FEpre = 0.333 → FEpost = 0.875. qpost = 2,053 stb/d at pwf = 2,500 psi (+163%). Dual IPR curves with annotated operating points. Payback = 5.1 days at $70/bbl net. 24-month NPV ≈ +$4.3M. Sensitivity table: Spost = 0 to +8.
CDP = 62 psi vs 1,700 psi drawdown (27×). ICHGP mandatory. Saucier: 12/20 mesh. Sg = 0.12. Final S′ = +1.12, FE = 0.862, q = 2,022 stb/d. Risk-adjusted NPV >$7M. Write Module 03 Final Report.
Delivery Map & Assessment Framework
| Stage | Mode | Time | Assessment Mechanism |
|---|---|---|---|
| Hub overview + Module 02 handover + Data Pack + KWL | Team (2–3 engineers) | 25 min | KWL table submitted |
| SP-1: Skin concept & PI baseline | Individual → team review | 45 min | 5-point IPR table + Δpskin calculation |
| SP-2: Total skin & non-Darcy verification | Individual → team review | 40 min | D calculation + diagnostic statement |
| SP-3: Hawkins, damage anatomy, acid design | Team workshop | 60 min | Two-zone model + acid treatment spec |
| SP-4: Pseudo-skin verification | Individual | 40 min | Brons–Marting + Cinco-Ley calcs + sensitivity |
| SP-5: FE, IPR curves, economics | Individual → team review | 60 min | Dual IPR chart + NPV table + sensitivity |
| SP-6: Sand control, Sg, final skin audit + Final Report | Team synthesis | 60 min + report | Final skin audit table + 2-page recommendation memo |
| Facilitated debrief | Tutor-led group | 45 min | Reflection log + peer review |
Module 03 Final Report — Mandatory Deliverable
Final Report — Submission Specification
- Format: 2-page engineering recommendation memo (template in SP-6).
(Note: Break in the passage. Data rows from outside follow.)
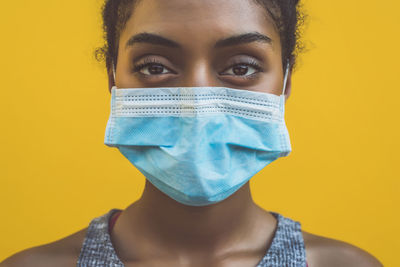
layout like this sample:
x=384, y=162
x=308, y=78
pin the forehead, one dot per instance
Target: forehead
x=199, y=20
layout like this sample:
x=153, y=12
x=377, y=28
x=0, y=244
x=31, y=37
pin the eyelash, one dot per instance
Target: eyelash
x=150, y=61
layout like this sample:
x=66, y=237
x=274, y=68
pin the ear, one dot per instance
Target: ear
x=111, y=81
x=288, y=89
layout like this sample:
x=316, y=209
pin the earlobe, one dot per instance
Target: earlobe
x=111, y=81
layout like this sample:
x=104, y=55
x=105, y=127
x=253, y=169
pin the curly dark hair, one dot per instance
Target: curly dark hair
x=286, y=14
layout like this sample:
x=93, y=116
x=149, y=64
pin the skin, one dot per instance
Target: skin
x=156, y=230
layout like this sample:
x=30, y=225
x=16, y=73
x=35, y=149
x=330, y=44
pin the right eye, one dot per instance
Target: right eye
x=151, y=69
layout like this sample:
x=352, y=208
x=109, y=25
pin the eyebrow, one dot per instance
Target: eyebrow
x=156, y=39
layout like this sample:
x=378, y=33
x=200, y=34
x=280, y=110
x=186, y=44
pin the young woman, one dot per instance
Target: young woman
x=198, y=92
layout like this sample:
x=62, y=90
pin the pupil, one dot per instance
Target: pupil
x=156, y=69
x=240, y=70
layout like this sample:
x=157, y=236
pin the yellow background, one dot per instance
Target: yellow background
x=341, y=180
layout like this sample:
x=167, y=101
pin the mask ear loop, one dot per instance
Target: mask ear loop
x=113, y=69
x=285, y=78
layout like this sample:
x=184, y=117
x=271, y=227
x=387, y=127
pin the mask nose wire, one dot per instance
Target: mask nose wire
x=285, y=78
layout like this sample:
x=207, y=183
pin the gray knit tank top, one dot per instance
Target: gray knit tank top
x=287, y=248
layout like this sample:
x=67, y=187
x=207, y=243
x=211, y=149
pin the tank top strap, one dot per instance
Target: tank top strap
x=287, y=247
x=97, y=249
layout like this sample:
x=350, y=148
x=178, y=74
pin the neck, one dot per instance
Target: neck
x=184, y=226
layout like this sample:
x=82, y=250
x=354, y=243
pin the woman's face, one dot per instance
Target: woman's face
x=191, y=43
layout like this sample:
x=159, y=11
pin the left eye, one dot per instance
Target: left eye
x=240, y=70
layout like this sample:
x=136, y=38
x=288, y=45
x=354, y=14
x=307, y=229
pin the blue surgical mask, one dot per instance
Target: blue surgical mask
x=198, y=145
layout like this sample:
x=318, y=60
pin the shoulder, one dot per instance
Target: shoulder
x=325, y=252
x=63, y=252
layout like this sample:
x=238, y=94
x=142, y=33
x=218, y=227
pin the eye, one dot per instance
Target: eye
x=151, y=67
x=243, y=69
x=240, y=70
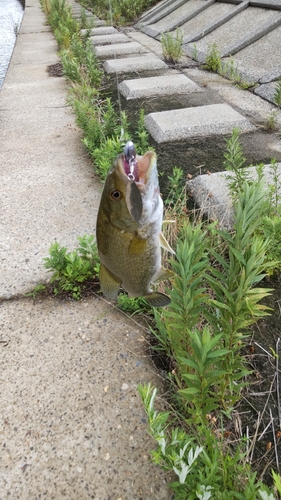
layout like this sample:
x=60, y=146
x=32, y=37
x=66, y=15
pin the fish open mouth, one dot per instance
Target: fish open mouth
x=138, y=170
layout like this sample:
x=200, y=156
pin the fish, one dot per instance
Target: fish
x=128, y=232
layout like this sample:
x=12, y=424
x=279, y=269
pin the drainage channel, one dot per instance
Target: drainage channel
x=11, y=13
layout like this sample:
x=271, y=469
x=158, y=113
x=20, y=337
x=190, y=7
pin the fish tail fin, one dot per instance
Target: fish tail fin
x=157, y=299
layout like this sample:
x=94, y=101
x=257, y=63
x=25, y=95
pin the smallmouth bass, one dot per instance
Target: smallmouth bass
x=129, y=226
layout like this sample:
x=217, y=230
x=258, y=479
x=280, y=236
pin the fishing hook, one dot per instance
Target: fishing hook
x=130, y=155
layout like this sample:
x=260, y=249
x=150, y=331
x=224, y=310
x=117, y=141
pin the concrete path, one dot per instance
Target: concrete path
x=247, y=34
x=71, y=421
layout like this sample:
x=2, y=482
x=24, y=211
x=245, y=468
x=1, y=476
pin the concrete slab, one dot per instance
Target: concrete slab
x=266, y=91
x=269, y=4
x=102, y=30
x=247, y=103
x=212, y=195
x=176, y=17
x=73, y=425
x=158, y=85
x=180, y=124
x=150, y=43
x=131, y=64
x=109, y=39
x=119, y=49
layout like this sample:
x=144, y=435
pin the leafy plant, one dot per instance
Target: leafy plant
x=175, y=185
x=120, y=13
x=204, y=370
x=37, y=290
x=213, y=59
x=72, y=269
x=271, y=122
x=172, y=46
x=277, y=93
x=204, y=465
x=234, y=161
x=131, y=306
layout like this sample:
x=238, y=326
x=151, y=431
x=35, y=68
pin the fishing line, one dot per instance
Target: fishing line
x=117, y=79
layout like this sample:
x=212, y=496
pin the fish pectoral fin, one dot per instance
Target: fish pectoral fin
x=157, y=299
x=109, y=284
x=164, y=244
x=134, y=201
x=163, y=274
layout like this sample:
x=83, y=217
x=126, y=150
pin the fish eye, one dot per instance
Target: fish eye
x=115, y=195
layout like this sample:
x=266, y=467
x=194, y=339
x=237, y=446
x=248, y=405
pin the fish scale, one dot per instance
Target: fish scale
x=129, y=229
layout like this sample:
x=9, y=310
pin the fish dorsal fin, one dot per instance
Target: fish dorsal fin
x=134, y=201
x=164, y=244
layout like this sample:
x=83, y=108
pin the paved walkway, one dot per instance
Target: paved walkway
x=71, y=421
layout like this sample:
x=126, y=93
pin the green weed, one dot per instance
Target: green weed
x=37, y=290
x=70, y=270
x=119, y=13
x=271, y=122
x=213, y=59
x=205, y=466
x=234, y=162
x=132, y=306
x=277, y=93
x=172, y=46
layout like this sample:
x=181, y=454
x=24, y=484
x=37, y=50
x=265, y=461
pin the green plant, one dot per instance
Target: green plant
x=172, y=46
x=119, y=12
x=205, y=368
x=277, y=93
x=175, y=185
x=271, y=122
x=213, y=59
x=233, y=162
x=37, y=290
x=71, y=68
x=216, y=276
x=195, y=52
x=205, y=466
x=72, y=269
x=131, y=306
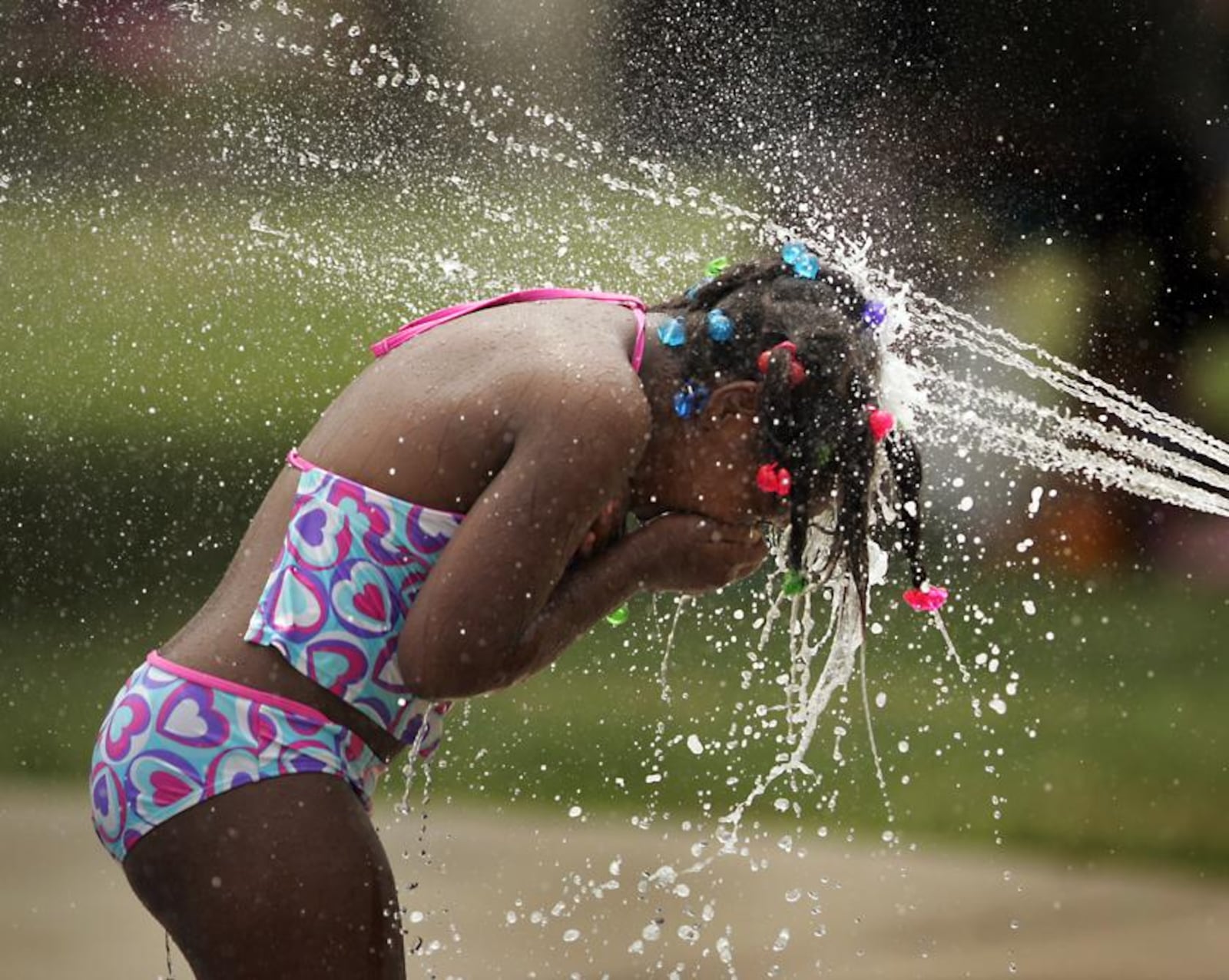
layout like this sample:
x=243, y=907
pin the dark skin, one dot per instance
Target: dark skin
x=530, y=420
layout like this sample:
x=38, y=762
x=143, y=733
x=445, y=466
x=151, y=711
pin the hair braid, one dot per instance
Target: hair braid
x=817, y=426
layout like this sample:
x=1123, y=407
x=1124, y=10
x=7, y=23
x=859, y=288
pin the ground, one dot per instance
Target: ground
x=520, y=894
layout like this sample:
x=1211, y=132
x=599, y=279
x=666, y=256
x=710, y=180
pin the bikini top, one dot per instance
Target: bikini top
x=354, y=559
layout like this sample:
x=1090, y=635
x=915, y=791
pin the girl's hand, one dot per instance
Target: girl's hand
x=687, y=553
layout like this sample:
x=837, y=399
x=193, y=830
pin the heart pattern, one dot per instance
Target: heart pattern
x=170, y=742
x=350, y=566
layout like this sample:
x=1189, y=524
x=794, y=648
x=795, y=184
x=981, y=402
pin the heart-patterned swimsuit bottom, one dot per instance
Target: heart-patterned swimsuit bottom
x=176, y=737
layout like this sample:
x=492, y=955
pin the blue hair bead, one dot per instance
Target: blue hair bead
x=792, y=252
x=671, y=333
x=874, y=312
x=721, y=327
x=807, y=267
x=690, y=399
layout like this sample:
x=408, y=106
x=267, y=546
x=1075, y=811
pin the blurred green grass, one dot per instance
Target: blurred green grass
x=159, y=358
x=1114, y=746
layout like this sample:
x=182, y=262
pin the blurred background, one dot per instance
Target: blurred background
x=208, y=210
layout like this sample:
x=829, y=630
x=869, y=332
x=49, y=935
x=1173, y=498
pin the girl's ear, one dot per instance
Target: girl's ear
x=737, y=398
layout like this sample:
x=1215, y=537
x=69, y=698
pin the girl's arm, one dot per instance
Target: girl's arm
x=502, y=601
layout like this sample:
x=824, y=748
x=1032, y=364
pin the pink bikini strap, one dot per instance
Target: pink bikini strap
x=298, y=462
x=423, y=324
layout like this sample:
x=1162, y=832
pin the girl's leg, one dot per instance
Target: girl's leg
x=283, y=877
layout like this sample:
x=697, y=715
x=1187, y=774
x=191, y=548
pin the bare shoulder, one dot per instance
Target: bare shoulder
x=598, y=420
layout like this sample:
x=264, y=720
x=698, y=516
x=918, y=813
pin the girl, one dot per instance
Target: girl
x=452, y=522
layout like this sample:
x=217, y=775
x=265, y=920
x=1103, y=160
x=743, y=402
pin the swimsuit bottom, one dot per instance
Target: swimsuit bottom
x=176, y=737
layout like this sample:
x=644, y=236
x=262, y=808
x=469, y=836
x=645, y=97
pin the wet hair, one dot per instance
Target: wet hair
x=817, y=429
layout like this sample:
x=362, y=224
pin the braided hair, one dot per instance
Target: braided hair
x=817, y=426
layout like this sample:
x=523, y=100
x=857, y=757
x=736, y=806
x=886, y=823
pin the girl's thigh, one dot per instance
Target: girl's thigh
x=283, y=877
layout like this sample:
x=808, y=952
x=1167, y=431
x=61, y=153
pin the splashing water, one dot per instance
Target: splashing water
x=959, y=382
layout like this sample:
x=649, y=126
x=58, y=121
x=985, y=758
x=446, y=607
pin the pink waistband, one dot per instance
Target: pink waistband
x=243, y=690
x=421, y=326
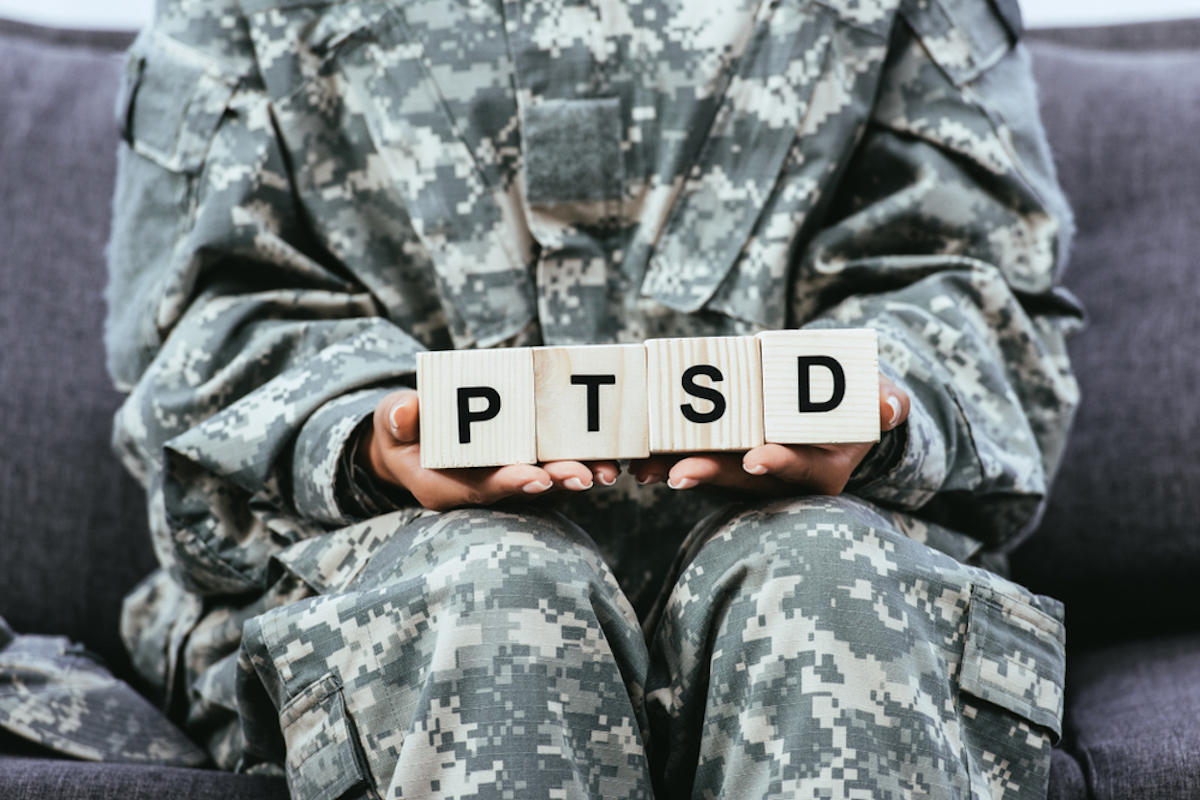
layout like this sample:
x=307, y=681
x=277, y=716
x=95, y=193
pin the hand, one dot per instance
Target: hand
x=391, y=451
x=775, y=470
All tables and the IPR chart count within the page limit.
- Section 1 — Complete Skin Audit: Table with all components (Sd, Sg, Sc, Sc″, Dq) pre- and post-treatment. Every number must reference its SP and calculation.
- Section 2 — Confirmed Diagnosis: Physical cause of damage (WBM filtrate + kaolinite/smectite), evidence from core flood (ks/k = 0.145), and damage geometry (rs = 3.76 ft single-zone; rs2 = 8.08 ft filtrate zone).
- Section 3 — Treatment Specification: TCP reperforation (8 spf, 1,000 psi UB) → 5% HCl preflush → 3% HCl/2.5% HF mud acid (volume in gal/ft and total bbl, justify depth) → KCl overflush → ICHGP (12/20 mesh, kg = 800,000 md, 8 spf).
- Section 4 — Production Forecast: S′post = +1.12, FE = 0.862, J = 1.190 stb/d/psi, q = 2,022 stb/d at pwf = 2,500 psi. Include annotated dual IPR chart.
- Section 5 — Economic Justification: Total treatment cost ($1.05M), payback (~12 days), 24-month NPV at $75/bbl (~$4.1M acid-only, ~$4.0M with ICHGP), risk-adjusted NPV including sand protection (>$7M).
- Section 6 — Risk Register: Minimum 2 risks with likelihood, consequence, and mitigation (e.g. acid underperformance; gravel pack degradation timeline; water breakthrough triggering CDP collapse).